Ben oui, écrire, ça me connaît.

Amédée Bu m'a demandée en mariage deux semaines après et j'ai accepté.

On a fini par être connus mais je l'ai dit, la vie est drôle.

Tout ça nous est monté à la tête ; on a fini aussi dans un tas de tôles, comme quoi ... qu'importe qu'on soit en Cadillac ou en charrette ... quand l'heure est venue ...

J'ai eu un petit serrement de cœur, j'avais perdu mon nom, Théa Louest changé en Théa Bu n'avait plus rien de rigolo ; on a rejoint le caveau de Alain Bu et de Colette Stérole, et c'est là qu'on a commencé à s'expliquer.

On s'est aperçus que l'on s'était aimés, chacun avait son rôle et puis comme on n'avait pas d'héritiers, Gérard Menjoui a cru pouvoir tout s'approprier.

Amédée Bu l'avait prévu : son testament tenait en trente-deux pages et toute sa fortune, ses biens, ses manuscrits furent répartis dans des associations dignes de ce nom.

Aujourd'hui, un petit village peu connu, est devenu prospère.

Et Prosper, yop la boum !

Je sais bien que vous ne me croirez pas

À son air malabar et sa démarche en canard
Faut pas être bachelier pour deviner son métier*

c'est un écrivain né !

Nul n'oubliera Amédée et si vous saviez !

Au fond, dans l'au-delà, on se retrouve et on sait mieux s'aimer !

Et quand on est écrivain, rien ne peut nous arrêter !

Pour tout vous dire, on a écrit nous-mêmes notre épitaphe : "ci-gît la famille Bu qui après la mort a vécu."

On a rejoint tous les poètes qui ont bu plus que des tilleuls menthe, et si nous sommes encore méconnus, nous sommes sur la bonne pente.

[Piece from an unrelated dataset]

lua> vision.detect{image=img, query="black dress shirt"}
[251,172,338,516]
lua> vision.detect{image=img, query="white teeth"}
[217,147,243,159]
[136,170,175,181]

A l'automne, toutes les feuilles s'envolent ; allez les ramasser !

On se régale ici ! On écoute "nous n'irons plus au bois"*

Et ce qu'il y a de merveilleux, c'est qu'on peut continuer à écrire !


* emprunté à une chanson de Maurice Chevalier

* comptine attribuée à Madame de Pompadour


(joailes -) 4 septembre 2025 - 23h 15



Posté(e)

Merci pour cette lecture amusante …

Posté(e)
  • Semeur d’échos

Entre chanson et comptine, place à la fantaisie !

"J'ai bien mangé, j'ai bien bu...'

Posté(e)
  • Semeur d’échos

Il paraît que la pharmacie de Colette Stérole a été reprise par Dimitri Glissé- Reed en association avec Andréa Bu-Impeutrot.

Posté(e)
  • Semeur d’échos

Une véritable Honorée de Balzac es-tu, qui crées un vaste monde de personnages où tu gravites, généreuse (comme l'auteur de la Comédie humaine) en commentaires. Mais en nettement plus drolatique. Ne change rien!